How Green Button Ingeniously Extended The OAuth Standard Without Forking It

December 9, 2016

MyData API Patterns: OAUTH for Green Button

The article is being updated to reflect the current Function Block values.
Please do not assume accuracy until this message is gone.

Part 3

One of the U.S. government’s My Data initiatives is Green Button, a secure way to communicate energy usage information electronically using standardized RESTful API web services and a common data format. In the earlier articles in this series, we defined its goals and described the technology standards on which it is built.
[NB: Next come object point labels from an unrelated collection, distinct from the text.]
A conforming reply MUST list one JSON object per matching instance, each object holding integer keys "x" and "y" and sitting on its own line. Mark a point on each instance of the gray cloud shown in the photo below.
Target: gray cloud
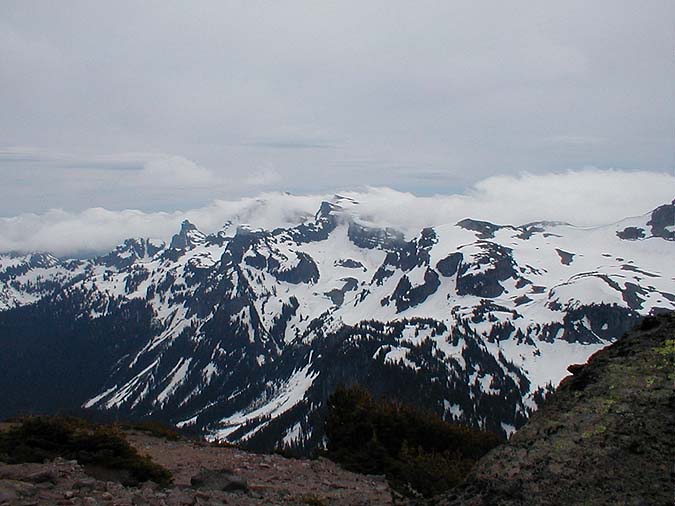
{"x": 588, "y": 197}
{"x": 429, "y": 96}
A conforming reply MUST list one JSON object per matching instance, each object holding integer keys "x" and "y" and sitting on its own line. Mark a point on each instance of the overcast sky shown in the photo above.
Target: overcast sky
{"x": 166, "y": 106}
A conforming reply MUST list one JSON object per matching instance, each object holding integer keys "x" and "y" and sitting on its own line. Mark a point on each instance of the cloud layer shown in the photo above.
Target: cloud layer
{"x": 159, "y": 105}
{"x": 588, "y": 197}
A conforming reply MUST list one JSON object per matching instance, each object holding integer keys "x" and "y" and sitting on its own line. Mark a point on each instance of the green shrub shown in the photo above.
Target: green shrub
{"x": 420, "y": 453}
{"x": 102, "y": 450}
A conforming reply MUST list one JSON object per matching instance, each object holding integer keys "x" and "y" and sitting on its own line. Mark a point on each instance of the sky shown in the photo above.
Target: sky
{"x": 161, "y": 108}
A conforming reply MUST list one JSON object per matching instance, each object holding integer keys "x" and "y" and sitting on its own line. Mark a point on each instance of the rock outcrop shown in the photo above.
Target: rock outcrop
{"x": 605, "y": 437}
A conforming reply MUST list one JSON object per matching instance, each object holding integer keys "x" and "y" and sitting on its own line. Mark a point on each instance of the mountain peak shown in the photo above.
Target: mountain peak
{"x": 188, "y": 237}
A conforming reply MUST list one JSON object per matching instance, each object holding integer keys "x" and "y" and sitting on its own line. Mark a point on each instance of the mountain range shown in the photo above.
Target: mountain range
{"x": 242, "y": 334}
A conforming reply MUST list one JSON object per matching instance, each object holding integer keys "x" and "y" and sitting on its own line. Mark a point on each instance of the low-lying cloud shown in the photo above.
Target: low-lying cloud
{"x": 586, "y": 197}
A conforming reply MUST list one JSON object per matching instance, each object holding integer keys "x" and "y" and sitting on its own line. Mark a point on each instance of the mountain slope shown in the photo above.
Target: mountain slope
{"x": 605, "y": 436}
{"x": 243, "y": 334}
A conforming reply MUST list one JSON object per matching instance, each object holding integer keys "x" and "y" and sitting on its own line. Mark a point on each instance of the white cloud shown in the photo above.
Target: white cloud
{"x": 587, "y": 197}
{"x": 263, "y": 177}
{"x": 174, "y": 171}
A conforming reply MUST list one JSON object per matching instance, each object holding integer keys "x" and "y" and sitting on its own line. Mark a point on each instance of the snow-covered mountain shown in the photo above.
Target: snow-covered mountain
{"x": 244, "y": 333}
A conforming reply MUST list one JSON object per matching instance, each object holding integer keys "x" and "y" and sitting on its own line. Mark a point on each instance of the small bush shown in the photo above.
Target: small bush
{"x": 419, "y": 453}
{"x": 100, "y": 449}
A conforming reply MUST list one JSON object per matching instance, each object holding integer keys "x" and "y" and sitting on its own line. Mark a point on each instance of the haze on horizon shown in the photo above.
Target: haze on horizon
{"x": 169, "y": 108}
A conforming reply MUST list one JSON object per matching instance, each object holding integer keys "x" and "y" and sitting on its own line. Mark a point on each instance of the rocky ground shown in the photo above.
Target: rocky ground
{"x": 606, "y": 437}
{"x": 201, "y": 472}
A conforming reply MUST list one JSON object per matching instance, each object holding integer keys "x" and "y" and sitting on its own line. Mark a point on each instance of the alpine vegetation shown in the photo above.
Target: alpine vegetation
{"x": 243, "y": 334}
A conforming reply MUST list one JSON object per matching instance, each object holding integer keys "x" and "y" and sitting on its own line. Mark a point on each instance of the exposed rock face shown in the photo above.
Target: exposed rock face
{"x": 604, "y": 438}
{"x": 242, "y": 334}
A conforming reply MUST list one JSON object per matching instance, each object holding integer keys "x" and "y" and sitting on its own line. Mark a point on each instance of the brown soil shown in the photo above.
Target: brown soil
{"x": 271, "y": 479}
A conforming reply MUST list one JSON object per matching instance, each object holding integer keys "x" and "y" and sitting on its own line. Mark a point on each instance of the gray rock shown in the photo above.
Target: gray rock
{"x": 222, "y": 479}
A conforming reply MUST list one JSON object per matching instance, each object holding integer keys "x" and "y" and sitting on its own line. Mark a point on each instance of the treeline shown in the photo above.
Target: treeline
{"x": 419, "y": 453}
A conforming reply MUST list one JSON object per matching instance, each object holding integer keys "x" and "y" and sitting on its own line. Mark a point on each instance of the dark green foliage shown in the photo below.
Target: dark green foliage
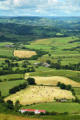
{"x": 31, "y": 81}
{"x": 17, "y": 106}
{"x": 10, "y": 105}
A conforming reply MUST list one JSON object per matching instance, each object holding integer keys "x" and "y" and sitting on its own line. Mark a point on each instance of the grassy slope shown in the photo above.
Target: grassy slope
{"x": 11, "y": 77}
{"x": 57, "y": 107}
{"x": 56, "y": 47}
{"x": 15, "y": 117}
{"x": 5, "y": 86}
{"x": 39, "y": 94}
{"x": 6, "y": 52}
{"x": 42, "y": 71}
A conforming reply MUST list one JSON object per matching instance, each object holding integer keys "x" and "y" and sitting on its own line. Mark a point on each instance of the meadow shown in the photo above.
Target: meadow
{"x": 7, "y": 52}
{"x": 53, "y": 80}
{"x": 10, "y": 77}
{"x": 5, "y": 86}
{"x": 46, "y": 72}
{"x": 65, "y": 48}
{"x": 24, "y": 54}
{"x": 40, "y": 94}
{"x": 56, "y": 107}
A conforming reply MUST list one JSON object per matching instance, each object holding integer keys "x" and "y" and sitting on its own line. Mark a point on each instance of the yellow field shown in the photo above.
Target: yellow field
{"x": 13, "y": 117}
{"x": 53, "y": 80}
{"x": 39, "y": 94}
{"x": 24, "y": 54}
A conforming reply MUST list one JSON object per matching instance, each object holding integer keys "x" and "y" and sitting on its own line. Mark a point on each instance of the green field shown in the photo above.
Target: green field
{"x": 7, "y": 52}
{"x": 65, "y": 48}
{"x": 77, "y": 92}
{"x": 5, "y": 86}
{"x": 41, "y": 71}
{"x": 11, "y": 77}
{"x": 57, "y": 107}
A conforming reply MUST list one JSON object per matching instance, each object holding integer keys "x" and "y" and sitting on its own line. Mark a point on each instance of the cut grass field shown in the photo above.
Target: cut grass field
{"x": 57, "y": 107}
{"x": 8, "y": 52}
{"x": 15, "y": 117}
{"x": 5, "y": 86}
{"x": 11, "y": 77}
{"x": 45, "y": 72}
{"x": 24, "y": 54}
{"x": 62, "y": 47}
{"x": 39, "y": 94}
{"x": 53, "y": 80}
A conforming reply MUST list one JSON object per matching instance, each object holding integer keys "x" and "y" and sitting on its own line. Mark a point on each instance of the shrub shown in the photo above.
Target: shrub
{"x": 31, "y": 81}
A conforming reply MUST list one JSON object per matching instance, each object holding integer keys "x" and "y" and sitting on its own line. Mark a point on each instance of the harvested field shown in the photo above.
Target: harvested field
{"x": 53, "y": 80}
{"x": 14, "y": 117}
{"x": 24, "y": 54}
{"x": 39, "y": 94}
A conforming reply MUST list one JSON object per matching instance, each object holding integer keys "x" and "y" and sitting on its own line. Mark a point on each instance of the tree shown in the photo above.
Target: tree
{"x": 31, "y": 81}
{"x": 0, "y": 94}
{"x": 10, "y": 104}
{"x": 17, "y": 105}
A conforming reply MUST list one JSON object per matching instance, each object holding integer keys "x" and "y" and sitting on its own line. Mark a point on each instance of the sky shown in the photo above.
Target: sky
{"x": 39, "y": 7}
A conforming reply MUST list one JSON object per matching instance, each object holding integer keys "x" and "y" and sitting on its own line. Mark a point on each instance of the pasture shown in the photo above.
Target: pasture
{"x": 7, "y": 52}
{"x": 39, "y": 94}
{"x": 65, "y": 48}
{"x": 53, "y": 80}
{"x": 5, "y": 86}
{"x": 11, "y": 77}
{"x": 15, "y": 117}
{"x": 45, "y": 72}
{"x": 57, "y": 107}
{"x": 24, "y": 54}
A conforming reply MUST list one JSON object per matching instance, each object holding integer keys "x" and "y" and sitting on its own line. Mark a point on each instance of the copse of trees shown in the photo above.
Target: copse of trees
{"x": 18, "y": 88}
{"x": 31, "y": 81}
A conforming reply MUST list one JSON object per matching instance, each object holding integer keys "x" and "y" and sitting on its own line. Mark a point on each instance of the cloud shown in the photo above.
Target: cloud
{"x": 40, "y": 7}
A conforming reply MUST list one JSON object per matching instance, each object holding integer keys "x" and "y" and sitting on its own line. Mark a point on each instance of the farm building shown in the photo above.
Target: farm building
{"x": 32, "y": 110}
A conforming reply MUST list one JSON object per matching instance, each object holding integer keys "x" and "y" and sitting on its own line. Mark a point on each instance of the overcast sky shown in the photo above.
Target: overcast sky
{"x": 39, "y": 7}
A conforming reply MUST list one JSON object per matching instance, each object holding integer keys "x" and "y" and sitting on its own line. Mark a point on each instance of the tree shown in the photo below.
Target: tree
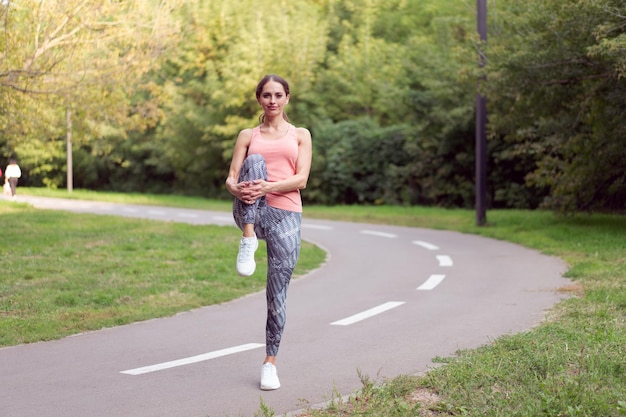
{"x": 82, "y": 57}
{"x": 557, "y": 76}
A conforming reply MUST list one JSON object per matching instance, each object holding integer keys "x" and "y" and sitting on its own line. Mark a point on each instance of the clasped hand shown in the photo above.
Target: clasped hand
{"x": 250, "y": 191}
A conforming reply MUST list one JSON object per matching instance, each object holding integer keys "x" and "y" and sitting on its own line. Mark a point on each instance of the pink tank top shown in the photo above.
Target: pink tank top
{"x": 280, "y": 156}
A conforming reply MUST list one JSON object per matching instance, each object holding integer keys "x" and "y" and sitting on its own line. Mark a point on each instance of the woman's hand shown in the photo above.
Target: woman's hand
{"x": 250, "y": 191}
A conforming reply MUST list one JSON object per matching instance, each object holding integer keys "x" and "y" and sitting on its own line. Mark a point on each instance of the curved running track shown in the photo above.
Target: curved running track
{"x": 387, "y": 301}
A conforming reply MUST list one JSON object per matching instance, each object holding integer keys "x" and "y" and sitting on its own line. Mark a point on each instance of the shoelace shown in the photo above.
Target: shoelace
{"x": 245, "y": 249}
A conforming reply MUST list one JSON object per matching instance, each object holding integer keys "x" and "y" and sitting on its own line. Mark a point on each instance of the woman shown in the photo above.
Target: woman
{"x": 11, "y": 175}
{"x": 270, "y": 165}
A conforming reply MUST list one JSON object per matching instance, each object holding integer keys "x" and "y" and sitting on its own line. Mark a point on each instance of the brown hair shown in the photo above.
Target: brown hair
{"x": 261, "y": 84}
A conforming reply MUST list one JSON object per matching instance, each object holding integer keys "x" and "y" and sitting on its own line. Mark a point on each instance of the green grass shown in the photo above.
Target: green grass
{"x": 573, "y": 364}
{"x": 65, "y": 273}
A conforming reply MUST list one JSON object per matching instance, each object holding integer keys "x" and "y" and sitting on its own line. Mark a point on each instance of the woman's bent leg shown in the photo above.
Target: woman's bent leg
{"x": 246, "y": 215}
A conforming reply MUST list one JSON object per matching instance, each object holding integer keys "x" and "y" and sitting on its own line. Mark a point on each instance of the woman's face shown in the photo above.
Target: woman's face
{"x": 273, "y": 98}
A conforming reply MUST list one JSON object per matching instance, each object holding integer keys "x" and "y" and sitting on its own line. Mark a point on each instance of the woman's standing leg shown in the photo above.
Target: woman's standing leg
{"x": 282, "y": 230}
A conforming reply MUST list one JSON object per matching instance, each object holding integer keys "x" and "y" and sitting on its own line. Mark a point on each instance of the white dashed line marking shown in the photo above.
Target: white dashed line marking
{"x": 316, "y": 226}
{"x": 426, "y": 245}
{"x": 192, "y": 359}
{"x": 187, "y": 215}
{"x": 431, "y": 282}
{"x": 381, "y": 234}
{"x": 444, "y": 260}
{"x": 367, "y": 314}
{"x": 223, "y": 219}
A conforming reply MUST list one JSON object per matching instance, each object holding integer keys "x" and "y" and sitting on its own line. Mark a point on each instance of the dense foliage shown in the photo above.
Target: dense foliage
{"x": 386, "y": 87}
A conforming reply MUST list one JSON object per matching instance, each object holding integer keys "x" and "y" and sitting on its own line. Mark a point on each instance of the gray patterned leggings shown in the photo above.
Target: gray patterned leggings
{"x": 281, "y": 231}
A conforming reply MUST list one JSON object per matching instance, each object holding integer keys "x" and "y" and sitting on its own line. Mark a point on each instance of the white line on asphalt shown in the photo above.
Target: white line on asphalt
{"x": 444, "y": 260}
{"x": 368, "y": 313}
{"x": 381, "y": 234}
{"x": 187, "y": 215}
{"x": 426, "y": 245}
{"x": 192, "y": 359}
{"x": 316, "y": 226}
{"x": 431, "y": 282}
{"x": 223, "y": 219}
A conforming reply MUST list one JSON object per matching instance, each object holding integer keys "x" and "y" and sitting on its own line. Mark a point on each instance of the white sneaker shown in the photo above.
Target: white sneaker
{"x": 269, "y": 377}
{"x": 245, "y": 258}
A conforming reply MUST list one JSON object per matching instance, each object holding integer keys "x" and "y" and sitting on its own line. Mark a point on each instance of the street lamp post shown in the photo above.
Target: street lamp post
{"x": 481, "y": 122}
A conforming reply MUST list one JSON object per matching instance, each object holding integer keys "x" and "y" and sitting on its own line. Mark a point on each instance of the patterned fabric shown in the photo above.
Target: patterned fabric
{"x": 281, "y": 231}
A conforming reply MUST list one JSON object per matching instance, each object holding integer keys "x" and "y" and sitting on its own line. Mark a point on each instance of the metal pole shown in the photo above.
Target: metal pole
{"x": 481, "y": 122}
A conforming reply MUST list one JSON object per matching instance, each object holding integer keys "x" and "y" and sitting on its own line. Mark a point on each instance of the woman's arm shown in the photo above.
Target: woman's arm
{"x": 303, "y": 167}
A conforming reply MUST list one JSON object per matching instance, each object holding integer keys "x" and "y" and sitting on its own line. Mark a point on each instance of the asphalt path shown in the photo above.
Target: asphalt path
{"x": 386, "y": 302}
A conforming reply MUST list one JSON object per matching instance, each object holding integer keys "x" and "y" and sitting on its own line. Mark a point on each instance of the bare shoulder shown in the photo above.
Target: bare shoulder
{"x": 244, "y": 136}
{"x": 303, "y": 134}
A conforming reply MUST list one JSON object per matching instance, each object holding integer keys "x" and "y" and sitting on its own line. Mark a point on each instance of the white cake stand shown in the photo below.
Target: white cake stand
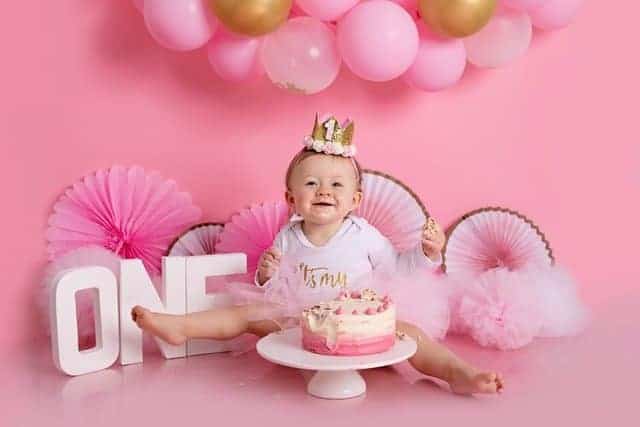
{"x": 337, "y": 377}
In this article, we describe the building blocks of Green Button technology with respect to authorization of access to data provided to third parties and show how we addressed its requirements, including how the relevant standards addressed Green Button generally along with how they were implemented for Green Button specifically.

Even if you aren’t actually engaged in building or supporting software related to energy usage, most of these techniques are applicable to a broad number of data sets that might be exposed through web services. This is the case when:

Periodic creation of data occurs, such as with sensor data streams in the Internet of Things (IoT)
Service providers have large numbers of customers with a single data custodian
A diversity of third-party services arise for different subsets of available customer data

We present the topics by describing the problem they solve, the specific issues for Green Button (such as like content), and finally what was used for Green Button.

So let’s dive in, starting with OAuth 2.0

OAuth 2.0 is designed for exactly the sort of use as Green Button, which involves authorization of third party access to retail customer resources held by a data custodian is orchestrated using OAuth 2.0. OAuth’s key principle is that the data custodian and the third party should never exchange any private information about the retail customer. This is achieved in OAuth through the clever use of web browser redirection. The authorization process has the retail customer visit both the data custodian and third party websites, during the process of which the retail customer often is asked to authenticate himself. Non-personal Information about the authorization the third party and data custodian need to share are piggy-backed on the HTTP redirections as query parameters.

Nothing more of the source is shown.